Why Frontier Airlines Has Eliminated Customer Service Call Center
Frontier Airlines announced it has eliminated its call center and transitioned to only online, mobile, and text support to lower costs.
The budget airline carrier spokeswoman Jennifer de la Cruz told CNBC Wednesday that the transition to online, mobile, and text support will enable customers to get the "information they need as expeditiously and efficiently as possible."
Jack Filene, Frontier's senior vice president of customers, said during the Nov. 15 investor presentation that the change would help reduce labor costs and accelerate transactions with potential customers. An online agent can handle three or more customer service inquiries simultaneously.
"Think about the type of obscure question a customer might ask that would take a call center agent many, many minutes to research and find an answer to. The chatbot can answer that very quickly," Filene said.

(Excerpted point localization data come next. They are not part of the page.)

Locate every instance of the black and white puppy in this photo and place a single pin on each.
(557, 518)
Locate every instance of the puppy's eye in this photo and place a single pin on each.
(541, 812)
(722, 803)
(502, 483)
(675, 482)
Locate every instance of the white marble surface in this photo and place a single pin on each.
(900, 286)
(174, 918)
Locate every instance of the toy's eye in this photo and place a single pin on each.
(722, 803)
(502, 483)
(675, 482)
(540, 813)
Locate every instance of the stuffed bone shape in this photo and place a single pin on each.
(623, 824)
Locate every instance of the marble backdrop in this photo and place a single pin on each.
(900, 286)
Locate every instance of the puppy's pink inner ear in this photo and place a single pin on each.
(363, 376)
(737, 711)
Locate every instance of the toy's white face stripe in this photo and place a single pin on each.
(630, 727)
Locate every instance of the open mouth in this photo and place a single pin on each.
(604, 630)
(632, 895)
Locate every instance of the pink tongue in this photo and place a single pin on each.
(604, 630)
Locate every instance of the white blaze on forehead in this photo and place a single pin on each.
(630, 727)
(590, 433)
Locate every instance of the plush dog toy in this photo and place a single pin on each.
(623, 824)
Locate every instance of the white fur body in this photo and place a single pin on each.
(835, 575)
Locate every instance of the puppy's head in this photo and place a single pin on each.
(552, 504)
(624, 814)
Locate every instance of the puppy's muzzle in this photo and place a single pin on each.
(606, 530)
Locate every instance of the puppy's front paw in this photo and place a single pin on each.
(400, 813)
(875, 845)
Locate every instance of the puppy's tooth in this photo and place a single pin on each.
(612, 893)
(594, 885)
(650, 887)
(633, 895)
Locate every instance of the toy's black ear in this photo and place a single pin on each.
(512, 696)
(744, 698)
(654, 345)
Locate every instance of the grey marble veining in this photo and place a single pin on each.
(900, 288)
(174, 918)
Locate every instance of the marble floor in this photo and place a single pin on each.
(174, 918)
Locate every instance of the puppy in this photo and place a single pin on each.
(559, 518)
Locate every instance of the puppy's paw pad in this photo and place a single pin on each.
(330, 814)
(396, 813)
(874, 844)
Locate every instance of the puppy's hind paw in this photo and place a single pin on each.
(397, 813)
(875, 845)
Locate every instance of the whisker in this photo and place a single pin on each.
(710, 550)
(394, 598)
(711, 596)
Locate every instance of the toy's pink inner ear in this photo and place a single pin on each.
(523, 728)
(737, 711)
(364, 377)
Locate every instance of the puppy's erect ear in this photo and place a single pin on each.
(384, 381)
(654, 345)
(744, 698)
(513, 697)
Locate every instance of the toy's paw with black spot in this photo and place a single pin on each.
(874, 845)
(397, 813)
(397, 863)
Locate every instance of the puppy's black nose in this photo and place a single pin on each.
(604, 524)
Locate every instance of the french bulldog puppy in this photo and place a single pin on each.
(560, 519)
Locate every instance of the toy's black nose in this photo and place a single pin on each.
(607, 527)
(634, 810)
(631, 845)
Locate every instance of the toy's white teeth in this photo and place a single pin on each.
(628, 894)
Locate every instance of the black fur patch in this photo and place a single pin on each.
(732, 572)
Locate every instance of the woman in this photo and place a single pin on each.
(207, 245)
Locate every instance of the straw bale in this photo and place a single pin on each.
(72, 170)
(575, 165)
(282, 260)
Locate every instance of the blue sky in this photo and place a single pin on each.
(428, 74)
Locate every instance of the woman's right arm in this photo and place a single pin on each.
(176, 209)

Frontier had a $31 million profit on $909 million operating revenue in the last quarter. It spent $182 million on labor costs, its second-biggest expense after jet fuel, up nearly 70% from 2019.
A July spending report said there was strong demand for affordable airline travel, with a record high "ancillary revenue of $75 per passenger, both of which contributed to Frontier's first profitable quarter on an adjusted basis in over two years," said Barry Biffle, Frontier's president and CEO.